In closing, I will quote from an article on Catholic Moral Theology.

If the Catholic Church is to fulfill its mission in the world, it should take its own advice and be sure the church itself is a good employer. If the Church's own employment practices are unjust and degrading to workers and create a climate of fear with threat of termination at anytime without cause and without authentic due process. the church suffers and the people to whom the church ministers suffer. If you want to attract and keep the best co-workers in the vineyard of the Lord, treat them with justice and dignity.

As for me I will follow Deuteronomy 31:6 "Be strong and courageous. Do not be afraid or terrified because of them, for the Lord your God goes with you; he will never leave you or forsake you"

Lastly, since I was unable to access all parental emails you may distribute or post this letter as you see necessary, so all may know how much I truly enjoyed working with your children and how much I will miss them everyday. Know my prayers are with you.

God Bless,

Anthony Gruich

The Catholic Diocese of Biloxi put out a press release on March 16, 2023 stating that Buckley was "immediately resigning as principal of St. Patrick Catholic High School and from any diocesan boards and committees on which he serves", and also reinforcing that Buckley was not taking the superintendent position, leaving Mike Ladner, the current interim superintendent of Catholic Schools to continue until a new superintendent was found.

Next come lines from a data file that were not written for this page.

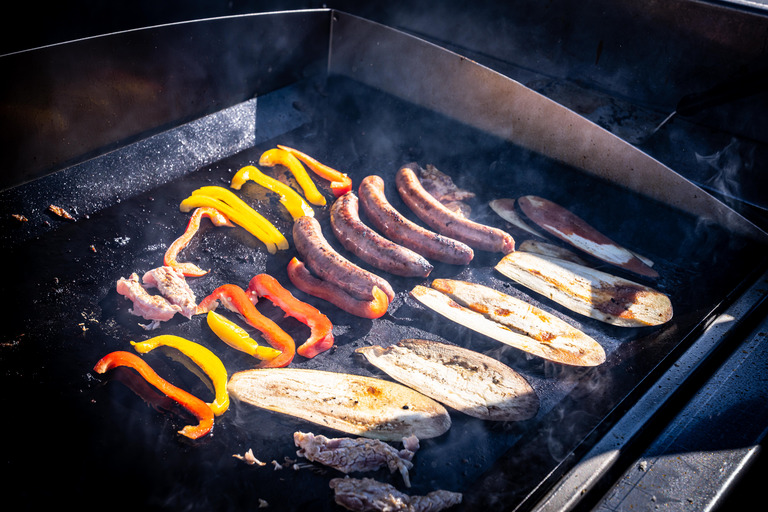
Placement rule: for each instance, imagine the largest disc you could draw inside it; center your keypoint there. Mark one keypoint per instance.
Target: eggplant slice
(354, 404)
(587, 291)
(572, 229)
(465, 380)
(505, 208)
(570, 349)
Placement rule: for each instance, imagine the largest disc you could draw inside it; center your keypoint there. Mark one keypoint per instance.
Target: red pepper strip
(200, 409)
(302, 279)
(171, 255)
(321, 336)
(235, 299)
(340, 182)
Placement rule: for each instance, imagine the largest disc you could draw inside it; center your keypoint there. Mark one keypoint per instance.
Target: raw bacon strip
(171, 255)
(350, 455)
(302, 279)
(173, 287)
(321, 335)
(151, 307)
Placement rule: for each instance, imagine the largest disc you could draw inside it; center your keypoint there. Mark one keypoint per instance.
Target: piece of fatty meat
(150, 307)
(350, 455)
(369, 495)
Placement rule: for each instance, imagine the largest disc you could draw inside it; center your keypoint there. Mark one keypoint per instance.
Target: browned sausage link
(370, 246)
(403, 231)
(329, 265)
(444, 221)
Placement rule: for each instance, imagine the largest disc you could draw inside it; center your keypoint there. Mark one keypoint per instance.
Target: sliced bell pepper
(321, 328)
(278, 156)
(235, 299)
(171, 255)
(232, 199)
(197, 407)
(257, 225)
(340, 182)
(200, 355)
(300, 276)
(238, 338)
(293, 202)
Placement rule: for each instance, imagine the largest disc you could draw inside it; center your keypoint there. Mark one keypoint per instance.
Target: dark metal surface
(66, 313)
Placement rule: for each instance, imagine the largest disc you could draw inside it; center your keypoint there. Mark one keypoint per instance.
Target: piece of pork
(349, 455)
(151, 307)
(173, 286)
(369, 495)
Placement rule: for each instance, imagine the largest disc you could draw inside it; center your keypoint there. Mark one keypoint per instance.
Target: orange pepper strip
(200, 409)
(300, 276)
(321, 335)
(235, 299)
(340, 182)
(277, 156)
(171, 255)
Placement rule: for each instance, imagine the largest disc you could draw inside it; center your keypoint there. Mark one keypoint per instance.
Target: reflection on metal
(457, 87)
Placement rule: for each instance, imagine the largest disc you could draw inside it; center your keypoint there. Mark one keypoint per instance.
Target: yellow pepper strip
(200, 355)
(238, 338)
(238, 212)
(293, 202)
(229, 197)
(235, 216)
(277, 156)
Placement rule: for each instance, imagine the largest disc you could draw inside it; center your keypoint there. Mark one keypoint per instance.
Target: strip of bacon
(150, 307)
(171, 255)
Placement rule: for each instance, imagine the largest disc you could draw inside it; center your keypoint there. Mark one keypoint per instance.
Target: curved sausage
(443, 220)
(403, 231)
(370, 246)
(329, 265)
(306, 282)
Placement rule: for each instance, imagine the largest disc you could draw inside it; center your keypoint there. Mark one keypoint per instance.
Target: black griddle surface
(75, 437)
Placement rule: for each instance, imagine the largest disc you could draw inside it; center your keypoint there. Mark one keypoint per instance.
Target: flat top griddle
(78, 438)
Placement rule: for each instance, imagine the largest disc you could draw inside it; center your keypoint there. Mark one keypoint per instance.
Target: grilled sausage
(401, 230)
(446, 222)
(329, 265)
(302, 279)
(370, 246)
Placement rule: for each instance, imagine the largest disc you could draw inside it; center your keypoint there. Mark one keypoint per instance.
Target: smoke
(727, 166)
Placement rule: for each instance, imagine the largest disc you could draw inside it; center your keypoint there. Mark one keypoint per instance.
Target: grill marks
(588, 291)
(467, 381)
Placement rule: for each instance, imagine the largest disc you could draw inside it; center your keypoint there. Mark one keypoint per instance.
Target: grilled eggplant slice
(574, 351)
(354, 404)
(588, 291)
(552, 250)
(505, 208)
(465, 380)
(572, 229)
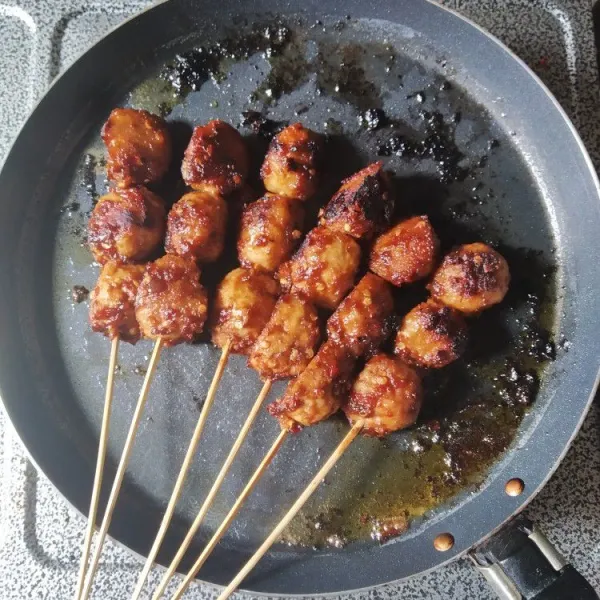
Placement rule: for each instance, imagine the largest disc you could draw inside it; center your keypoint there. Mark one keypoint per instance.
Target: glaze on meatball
(324, 267)
(216, 159)
(243, 304)
(289, 340)
(471, 278)
(126, 225)
(386, 396)
(431, 336)
(138, 145)
(318, 391)
(290, 166)
(112, 301)
(362, 321)
(363, 205)
(405, 253)
(196, 227)
(270, 231)
(171, 303)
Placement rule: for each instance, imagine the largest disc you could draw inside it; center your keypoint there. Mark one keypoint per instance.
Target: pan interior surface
(461, 148)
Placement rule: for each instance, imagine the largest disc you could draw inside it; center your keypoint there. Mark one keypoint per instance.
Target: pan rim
(594, 179)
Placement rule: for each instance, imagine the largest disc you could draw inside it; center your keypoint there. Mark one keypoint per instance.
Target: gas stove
(40, 536)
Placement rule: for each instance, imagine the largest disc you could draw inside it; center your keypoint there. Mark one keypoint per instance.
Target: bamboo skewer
(114, 493)
(231, 514)
(215, 488)
(187, 461)
(304, 496)
(93, 512)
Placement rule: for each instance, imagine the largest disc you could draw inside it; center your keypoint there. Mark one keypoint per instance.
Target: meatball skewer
(215, 166)
(246, 297)
(387, 394)
(126, 226)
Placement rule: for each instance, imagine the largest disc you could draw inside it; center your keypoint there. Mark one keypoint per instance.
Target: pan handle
(520, 563)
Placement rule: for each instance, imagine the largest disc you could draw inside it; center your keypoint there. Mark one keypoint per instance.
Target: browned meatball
(216, 159)
(405, 253)
(431, 335)
(126, 225)
(386, 396)
(324, 267)
(290, 166)
(363, 206)
(112, 301)
(138, 145)
(270, 230)
(196, 227)
(362, 321)
(471, 278)
(243, 304)
(289, 340)
(318, 391)
(171, 303)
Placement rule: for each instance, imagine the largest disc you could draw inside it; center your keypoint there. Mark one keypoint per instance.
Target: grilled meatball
(431, 335)
(289, 340)
(270, 230)
(405, 253)
(216, 159)
(112, 302)
(362, 321)
(386, 396)
(126, 225)
(471, 278)
(363, 205)
(138, 145)
(171, 303)
(243, 304)
(290, 166)
(318, 391)
(196, 227)
(324, 267)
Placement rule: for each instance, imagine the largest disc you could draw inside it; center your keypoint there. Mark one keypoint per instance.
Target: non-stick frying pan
(512, 171)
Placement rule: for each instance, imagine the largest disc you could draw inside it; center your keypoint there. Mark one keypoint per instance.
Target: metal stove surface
(40, 537)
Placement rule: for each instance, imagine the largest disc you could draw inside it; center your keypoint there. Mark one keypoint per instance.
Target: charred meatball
(290, 166)
(318, 391)
(270, 230)
(216, 159)
(112, 302)
(363, 206)
(243, 304)
(406, 253)
(386, 396)
(126, 225)
(171, 303)
(196, 227)
(289, 340)
(471, 278)
(362, 321)
(324, 267)
(138, 145)
(431, 335)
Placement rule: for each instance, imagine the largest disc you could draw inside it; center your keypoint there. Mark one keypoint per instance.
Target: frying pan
(545, 199)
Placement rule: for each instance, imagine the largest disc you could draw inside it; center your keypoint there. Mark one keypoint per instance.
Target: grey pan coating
(53, 369)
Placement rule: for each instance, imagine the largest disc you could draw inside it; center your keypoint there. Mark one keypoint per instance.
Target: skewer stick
(116, 488)
(215, 488)
(231, 515)
(187, 461)
(306, 494)
(89, 532)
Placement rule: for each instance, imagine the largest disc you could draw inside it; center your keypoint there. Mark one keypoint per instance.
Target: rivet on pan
(514, 487)
(443, 542)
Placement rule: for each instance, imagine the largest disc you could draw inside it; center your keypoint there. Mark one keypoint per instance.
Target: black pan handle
(520, 563)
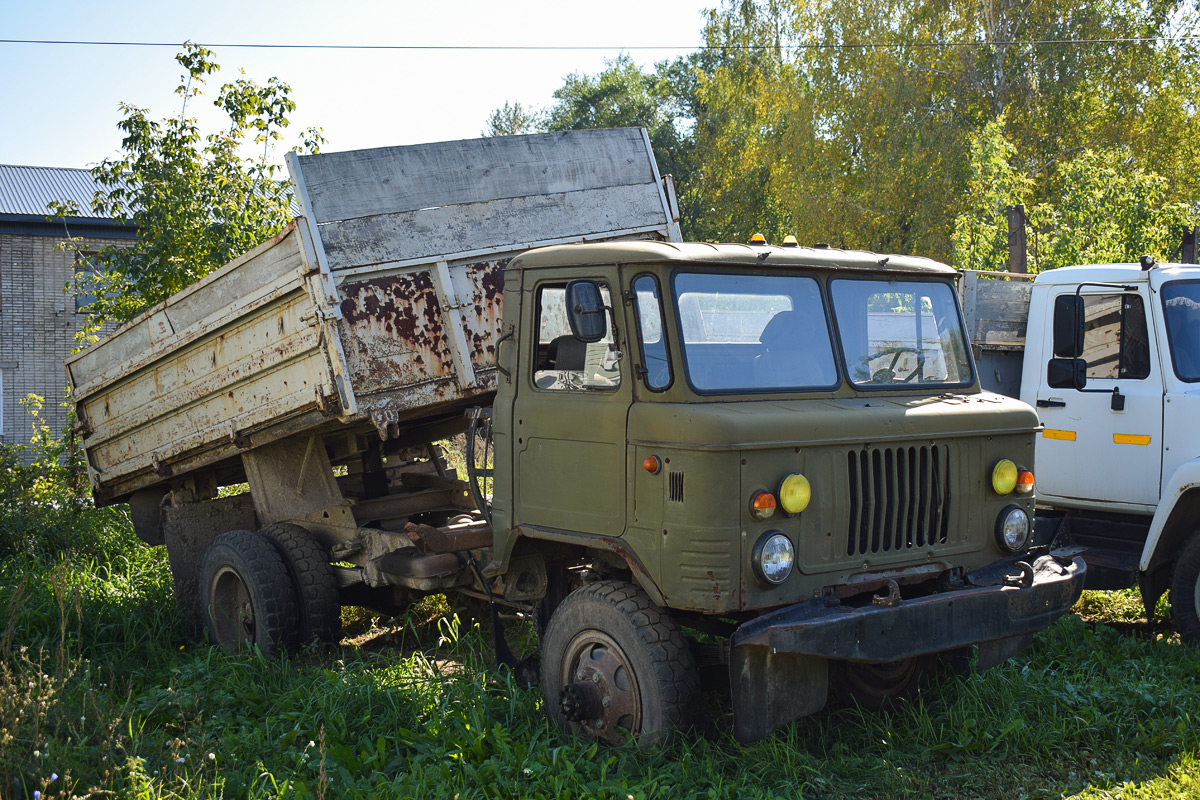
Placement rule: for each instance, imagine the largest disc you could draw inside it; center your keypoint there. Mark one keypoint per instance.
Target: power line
(810, 46)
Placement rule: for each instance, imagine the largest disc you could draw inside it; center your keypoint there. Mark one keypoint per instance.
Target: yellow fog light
(1003, 476)
(795, 494)
(762, 505)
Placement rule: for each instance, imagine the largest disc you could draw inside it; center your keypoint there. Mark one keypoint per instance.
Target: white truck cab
(1111, 364)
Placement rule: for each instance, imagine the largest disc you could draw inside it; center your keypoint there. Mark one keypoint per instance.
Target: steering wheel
(888, 374)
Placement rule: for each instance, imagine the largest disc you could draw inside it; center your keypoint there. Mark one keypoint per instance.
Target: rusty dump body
(378, 306)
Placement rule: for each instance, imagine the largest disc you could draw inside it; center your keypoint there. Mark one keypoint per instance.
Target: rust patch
(391, 332)
(481, 312)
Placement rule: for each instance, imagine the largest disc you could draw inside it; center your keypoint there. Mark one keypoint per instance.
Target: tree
(513, 119)
(197, 202)
(623, 95)
(853, 121)
(1104, 209)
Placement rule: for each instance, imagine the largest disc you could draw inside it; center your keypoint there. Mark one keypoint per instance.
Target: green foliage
(513, 119)
(45, 501)
(850, 122)
(196, 200)
(624, 95)
(1102, 208)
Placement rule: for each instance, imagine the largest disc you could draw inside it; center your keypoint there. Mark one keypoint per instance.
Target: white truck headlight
(773, 558)
(1013, 529)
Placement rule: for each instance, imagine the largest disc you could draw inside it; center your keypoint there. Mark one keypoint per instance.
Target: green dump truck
(683, 458)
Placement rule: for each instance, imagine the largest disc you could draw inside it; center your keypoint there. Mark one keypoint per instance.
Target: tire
(249, 596)
(876, 686)
(1186, 591)
(615, 662)
(319, 606)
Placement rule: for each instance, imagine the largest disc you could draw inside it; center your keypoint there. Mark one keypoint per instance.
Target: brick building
(39, 313)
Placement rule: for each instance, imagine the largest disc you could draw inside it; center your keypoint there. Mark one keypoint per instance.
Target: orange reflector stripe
(1131, 439)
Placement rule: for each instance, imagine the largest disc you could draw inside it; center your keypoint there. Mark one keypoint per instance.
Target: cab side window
(1116, 343)
(562, 362)
(655, 360)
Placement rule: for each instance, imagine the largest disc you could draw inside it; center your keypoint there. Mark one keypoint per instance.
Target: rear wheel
(249, 595)
(616, 665)
(1186, 591)
(307, 561)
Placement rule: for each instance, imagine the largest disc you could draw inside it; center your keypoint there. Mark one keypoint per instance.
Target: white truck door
(1099, 447)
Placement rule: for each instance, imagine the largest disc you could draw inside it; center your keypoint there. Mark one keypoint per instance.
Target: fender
(1185, 480)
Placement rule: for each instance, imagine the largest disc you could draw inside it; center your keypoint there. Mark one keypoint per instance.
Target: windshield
(754, 332)
(900, 332)
(1181, 304)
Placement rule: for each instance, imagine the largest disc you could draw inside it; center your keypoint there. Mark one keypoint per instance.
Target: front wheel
(613, 663)
(1186, 591)
(319, 608)
(249, 596)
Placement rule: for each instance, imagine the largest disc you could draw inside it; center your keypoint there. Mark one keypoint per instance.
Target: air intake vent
(899, 498)
(676, 487)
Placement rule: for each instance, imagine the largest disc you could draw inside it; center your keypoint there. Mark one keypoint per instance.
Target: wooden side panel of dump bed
(233, 359)
(378, 306)
(415, 240)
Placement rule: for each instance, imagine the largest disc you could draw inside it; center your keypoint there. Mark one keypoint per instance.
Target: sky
(59, 103)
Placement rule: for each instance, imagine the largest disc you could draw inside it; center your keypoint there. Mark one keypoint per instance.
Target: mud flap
(771, 690)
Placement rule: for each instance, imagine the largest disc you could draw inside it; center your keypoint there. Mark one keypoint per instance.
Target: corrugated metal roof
(29, 190)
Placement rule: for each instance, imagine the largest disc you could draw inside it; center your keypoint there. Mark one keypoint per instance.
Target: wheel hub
(600, 693)
(581, 701)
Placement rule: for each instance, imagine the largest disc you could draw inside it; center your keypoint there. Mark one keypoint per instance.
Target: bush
(46, 507)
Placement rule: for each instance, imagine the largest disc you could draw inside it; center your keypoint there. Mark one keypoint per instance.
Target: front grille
(675, 483)
(899, 498)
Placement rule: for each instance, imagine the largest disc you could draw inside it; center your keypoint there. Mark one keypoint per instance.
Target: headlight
(1013, 529)
(773, 558)
(1003, 476)
(795, 494)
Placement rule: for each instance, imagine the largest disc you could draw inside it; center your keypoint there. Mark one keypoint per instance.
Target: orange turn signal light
(762, 505)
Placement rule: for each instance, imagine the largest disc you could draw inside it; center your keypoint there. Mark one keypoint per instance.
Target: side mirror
(1068, 326)
(1067, 373)
(585, 311)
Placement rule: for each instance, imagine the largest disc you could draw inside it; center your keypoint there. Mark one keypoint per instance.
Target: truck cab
(785, 447)
(1111, 366)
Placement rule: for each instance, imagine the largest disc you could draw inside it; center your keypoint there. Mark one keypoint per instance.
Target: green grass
(103, 692)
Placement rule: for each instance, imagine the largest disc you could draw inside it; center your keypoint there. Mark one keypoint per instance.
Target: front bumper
(779, 661)
(988, 608)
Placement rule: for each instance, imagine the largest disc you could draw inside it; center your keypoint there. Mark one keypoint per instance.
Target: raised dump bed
(378, 307)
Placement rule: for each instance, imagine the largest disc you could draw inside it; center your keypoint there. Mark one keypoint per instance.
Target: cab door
(569, 413)
(1101, 443)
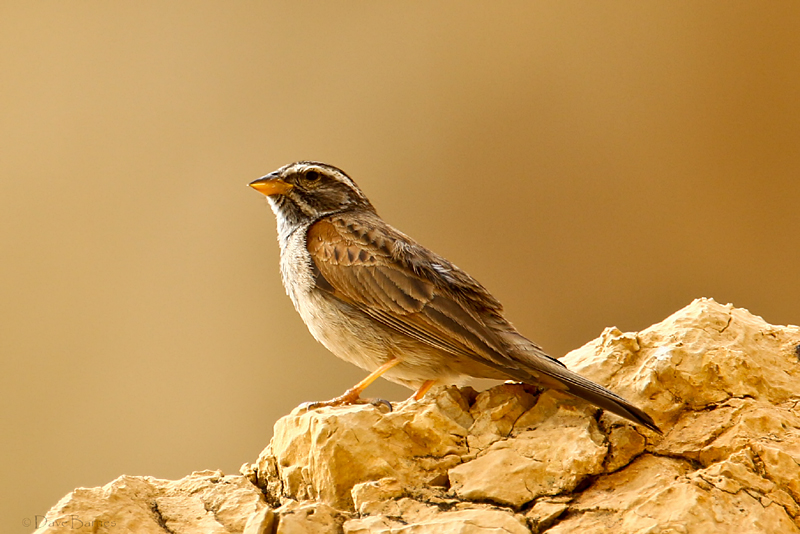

Orin Eleuterius, a social studies teacher that retired from the school the previous year after teaching there for 14 years, was named interim dean of students on March 20, 2023. The new superintendent, Jennifer Broadus, is supported by Bishop Kihneman. “Her years of dedication to our Catholic school students, families, faculty and staff members while serving as teacher and as principal speak well of her abilities,” said Kihneman in a statement. Paul Knapstein, a Gulf Coast resident with "more than 30 years of experience in education," was selected in early 2023 to replace Dr. Buckley at the beginning of the 2023-24 school year prior to Dr. Buckely taking his position as the new superintendent for the Diocese of Biloxi.